Why Analysts Project Lower Net Debt for Cliffs in 2017

Financial leverage

Although investors are still concerned about Cleveland-Cliffs’ (CLF) debt, it has come a long way with respect to debt levels. With new management in 2014 and a focus on debt reduction as the utmost priority, investors’ concerns have been allayed somewhat.

Why Analysts Project Lower Net Debt for Cliffs in 2017

The company had $1.7 billion in total debt and $1.4 billion in net debt at the end of 3Q17, a decline of $500 million and $600 million, respectively, compared to 3Q16.

Liquidity position is comfortable

Cleveland-Cliffs (CLF) has taken care of the maturity wall that was looming. At the beginning of 2017, it had three layers of high-coupon secured debt with a maturity wall of $1.7 billion in 2020. Cliffs reduced this wall by $1.5 billion in the first nine months of the year. Most of this debt has either been retired or pushed back an additional five years with lower interest rates.

As per the consensus estimates compiled by Thomson Reuters, Cliffs’ net debt is expected to decline by 26% in 2017 as compared to 2016.

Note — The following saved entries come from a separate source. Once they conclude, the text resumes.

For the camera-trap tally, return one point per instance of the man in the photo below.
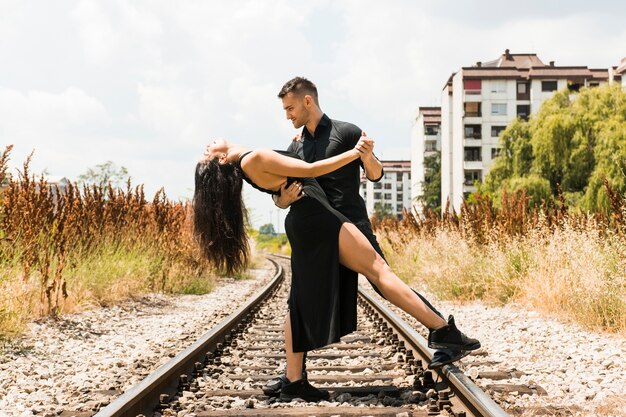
(321, 138)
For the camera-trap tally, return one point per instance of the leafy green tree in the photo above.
(267, 229)
(104, 173)
(431, 186)
(573, 143)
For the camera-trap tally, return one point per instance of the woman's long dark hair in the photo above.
(219, 215)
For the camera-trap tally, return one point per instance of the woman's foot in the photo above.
(450, 337)
(304, 390)
(445, 357)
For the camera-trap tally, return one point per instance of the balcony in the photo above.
(472, 109)
(473, 132)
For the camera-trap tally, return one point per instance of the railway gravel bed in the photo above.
(533, 365)
(530, 364)
(83, 361)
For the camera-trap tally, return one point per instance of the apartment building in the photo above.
(392, 192)
(619, 73)
(478, 102)
(425, 141)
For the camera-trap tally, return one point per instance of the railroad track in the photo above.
(379, 370)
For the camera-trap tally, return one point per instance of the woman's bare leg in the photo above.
(357, 254)
(294, 359)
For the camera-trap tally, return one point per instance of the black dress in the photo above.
(322, 301)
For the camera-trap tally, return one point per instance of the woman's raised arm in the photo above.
(275, 163)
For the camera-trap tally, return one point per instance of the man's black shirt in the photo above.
(331, 138)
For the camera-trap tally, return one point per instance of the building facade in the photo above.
(393, 192)
(425, 142)
(619, 73)
(478, 102)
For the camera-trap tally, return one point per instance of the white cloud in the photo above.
(146, 83)
(31, 115)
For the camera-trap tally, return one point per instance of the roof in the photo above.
(508, 60)
(527, 66)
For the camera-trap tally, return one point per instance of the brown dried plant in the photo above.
(45, 229)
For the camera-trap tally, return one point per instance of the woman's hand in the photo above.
(365, 146)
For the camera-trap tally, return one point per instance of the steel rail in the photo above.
(476, 400)
(143, 397)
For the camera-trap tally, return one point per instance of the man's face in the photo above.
(296, 109)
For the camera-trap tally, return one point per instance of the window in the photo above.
(472, 175)
(496, 130)
(472, 86)
(473, 132)
(523, 92)
(472, 153)
(431, 130)
(548, 86)
(498, 86)
(523, 111)
(574, 86)
(472, 109)
(498, 109)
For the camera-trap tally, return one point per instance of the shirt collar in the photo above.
(324, 122)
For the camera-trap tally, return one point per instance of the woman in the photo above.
(322, 307)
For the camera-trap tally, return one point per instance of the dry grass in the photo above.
(564, 264)
(63, 250)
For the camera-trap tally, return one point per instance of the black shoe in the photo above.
(304, 390)
(273, 386)
(451, 337)
(446, 356)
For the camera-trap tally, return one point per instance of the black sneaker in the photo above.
(273, 386)
(451, 337)
(304, 390)
(446, 356)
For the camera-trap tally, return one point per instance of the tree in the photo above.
(431, 186)
(573, 143)
(267, 229)
(104, 174)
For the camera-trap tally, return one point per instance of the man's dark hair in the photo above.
(299, 86)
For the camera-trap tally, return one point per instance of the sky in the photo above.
(147, 84)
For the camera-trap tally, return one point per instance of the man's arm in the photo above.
(372, 166)
(291, 194)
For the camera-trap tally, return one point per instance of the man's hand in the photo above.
(288, 195)
(372, 166)
(365, 146)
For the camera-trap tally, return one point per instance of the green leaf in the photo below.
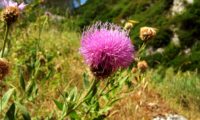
(6, 98)
(58, 104)
(10, 114)
(86, 82)
(74, 116)
(23, 111)
(22, 81)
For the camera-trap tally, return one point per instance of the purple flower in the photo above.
(106, 47)
(10, 3)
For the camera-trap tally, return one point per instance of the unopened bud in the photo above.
(147, 33)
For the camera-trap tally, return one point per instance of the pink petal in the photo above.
(3, 3)
(22, 6)
(11, 3)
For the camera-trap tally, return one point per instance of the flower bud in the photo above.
(147, 33)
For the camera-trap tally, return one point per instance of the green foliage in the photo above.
(183, 87)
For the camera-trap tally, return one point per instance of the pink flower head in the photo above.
(106, 47)
(10, 3)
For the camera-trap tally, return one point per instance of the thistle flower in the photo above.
(4, 68)
(130, 24)
(11, 10)
(142, 65)
(106, 47)
(147, 33)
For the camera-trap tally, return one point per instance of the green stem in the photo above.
(5, 40)
(84, 98)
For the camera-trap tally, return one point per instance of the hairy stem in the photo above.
(5, 40)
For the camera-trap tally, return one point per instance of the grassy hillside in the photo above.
(155, 13)
(49, 79)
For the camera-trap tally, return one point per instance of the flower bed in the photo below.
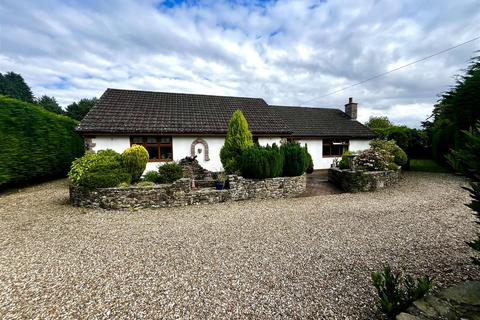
(180, 193)
(358, 181)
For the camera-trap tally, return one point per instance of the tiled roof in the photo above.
(131, 111)
(321, 122)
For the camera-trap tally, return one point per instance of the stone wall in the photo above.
(180, 193)
(358, 181)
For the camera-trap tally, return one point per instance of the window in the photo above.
(334, 147)
(159, 147)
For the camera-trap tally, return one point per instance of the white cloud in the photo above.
(287, 52)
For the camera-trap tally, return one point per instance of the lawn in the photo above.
(426, 165)
(305, 257)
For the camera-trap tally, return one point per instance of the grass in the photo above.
(426, 165)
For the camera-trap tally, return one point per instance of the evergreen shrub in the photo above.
(35, 144)
(135, 161)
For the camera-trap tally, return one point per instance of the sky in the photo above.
(286, 52)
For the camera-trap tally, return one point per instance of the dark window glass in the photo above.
(137, 140)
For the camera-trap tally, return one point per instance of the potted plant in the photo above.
(220, 181)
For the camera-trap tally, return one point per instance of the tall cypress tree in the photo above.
(13, 85)
(238, 139)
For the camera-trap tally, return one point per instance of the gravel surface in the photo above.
(295, 258)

Net-debt-to-forward-EBITDA ratio

A company’s net-debt-to-forward-EBITDA ratio reflects the number of years it would take to completely pay off its debt only from its EBITDA.

Cleveland-Cliffs has made an improvement on both fronts. Its EBITDA has improved, while debt has reduced, which has significantly improved its net-debt-to-forward-EBITDA ratio. As per the analyst consensus, its ratio should improve to 2.75x at the end of 2017 as compared to 5.20x at the end of 2016. Investors should note that CLF has come a long way in reducing its financial leverage. Its net-debt-to-forward-EBITDA ratio was 9.0x at the end of 2015.

Other US (VTI) (DOW) steel companies (SLX) with high financial leverage like ArcelorMittal (MT), AK Steel (AKS), and U.S. Steel (X) have also made successful efforts to reduce their debt levels.